Lokasi wakare warga Kampung Wates sendiri tidak terlalu jauh, hanya berjarak beberapa ratus meter saja. Dilihat dari letak geografis saat ini, lokasi Kampung Wates dan tujuan Wakare mereka di Dukuh Pusing hanya beda blok saja--masih di satu desa yang sama yakni Desa Jatisura.
Secara durasi, wakare yang dilakukan warga Kampung Wates berlangsung sekitar empat tahun. Tahun 1947, masa penjajahan Jepang di Tanah Air berakhir. "Setelah itu, warga yang sempat wakare, balik lagi ke kampung asal," kata Dikdik.
Tidak hanya itu. Sebelum kembali, warga juga ternyata berada di Dukuh Pusing secara penuh hanya pada waktu malam hari saja.
"Saat siang hari, warga beraktivitas di sini. Mengurus padang, ternak. Memang ada ternak yang ikut dibawa wakare, tapi ada juga yang ditinggal," ujarnya.
Dikdik menjelaskan jika lokasi kampung Wates berada di tengah-tengah antara tentara penjajah dengan tentara PETA (Pembela Tanah Air).
3. Berharap generasi muda mengambil pelajaran dari peristiwa wakare

Dalam festival gotong rumah, ada dua bangunan rumah gubuk yang diarak warga. Gubuk-gubuk tersebut terbuat dari bambu, dengan ukuran cukup besar.
Diperlukan belasan orang untuk mengangkat setiap gubuk yang diarak tersebut. Gubuk-gubuk itu diarak sekitar setengah kilometer secara pulang pergi.
"Saat berangkat, itu menggambarkan wakare.
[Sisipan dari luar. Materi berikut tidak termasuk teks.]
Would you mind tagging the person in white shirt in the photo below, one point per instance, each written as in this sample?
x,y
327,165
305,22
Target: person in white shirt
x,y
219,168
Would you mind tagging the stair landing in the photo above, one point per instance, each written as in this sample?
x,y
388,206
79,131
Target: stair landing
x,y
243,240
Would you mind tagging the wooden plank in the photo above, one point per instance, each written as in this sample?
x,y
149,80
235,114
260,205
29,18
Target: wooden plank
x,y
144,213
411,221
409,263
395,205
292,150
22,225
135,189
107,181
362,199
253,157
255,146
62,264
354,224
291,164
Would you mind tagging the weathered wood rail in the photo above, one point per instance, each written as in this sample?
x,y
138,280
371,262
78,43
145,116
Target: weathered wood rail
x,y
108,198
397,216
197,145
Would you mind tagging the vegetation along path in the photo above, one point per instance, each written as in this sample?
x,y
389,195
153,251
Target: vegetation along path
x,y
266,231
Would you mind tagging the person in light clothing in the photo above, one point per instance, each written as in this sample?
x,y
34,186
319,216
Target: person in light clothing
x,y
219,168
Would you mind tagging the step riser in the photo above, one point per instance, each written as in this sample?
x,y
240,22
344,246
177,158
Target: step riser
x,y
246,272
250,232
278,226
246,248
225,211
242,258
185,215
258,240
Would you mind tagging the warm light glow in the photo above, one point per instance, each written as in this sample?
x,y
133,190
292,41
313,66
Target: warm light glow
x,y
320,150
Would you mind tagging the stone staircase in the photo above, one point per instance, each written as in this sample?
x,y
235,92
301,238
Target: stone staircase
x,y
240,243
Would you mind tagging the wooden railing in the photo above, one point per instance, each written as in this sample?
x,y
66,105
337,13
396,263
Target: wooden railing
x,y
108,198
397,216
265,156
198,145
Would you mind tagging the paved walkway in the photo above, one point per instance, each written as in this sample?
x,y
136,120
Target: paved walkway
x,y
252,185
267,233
Dan ketika kembali, itu menggambarkan warga yang kembali ke kampung setelah Jepang menyerah," ujar Dikdik.
Arak-arakan yang berlangsung di ruas jalan Jatiwangi-Ligung itu menjadi perhatian warga, mulai dari anak-anak sampai orangtua. Selain menggotong rumah, penampila lainnya pun terlihat memikul hasil kebun, sebagai gambaran yang dulu dilakukan juga oleh leluhur mereka.
"(Festival gotong rumah) ini jadi semacam napak tilas lah. Supaya generasi penerus mengetahui bahwa karuhun kita pernah sepahit itu," tutur Dikdik.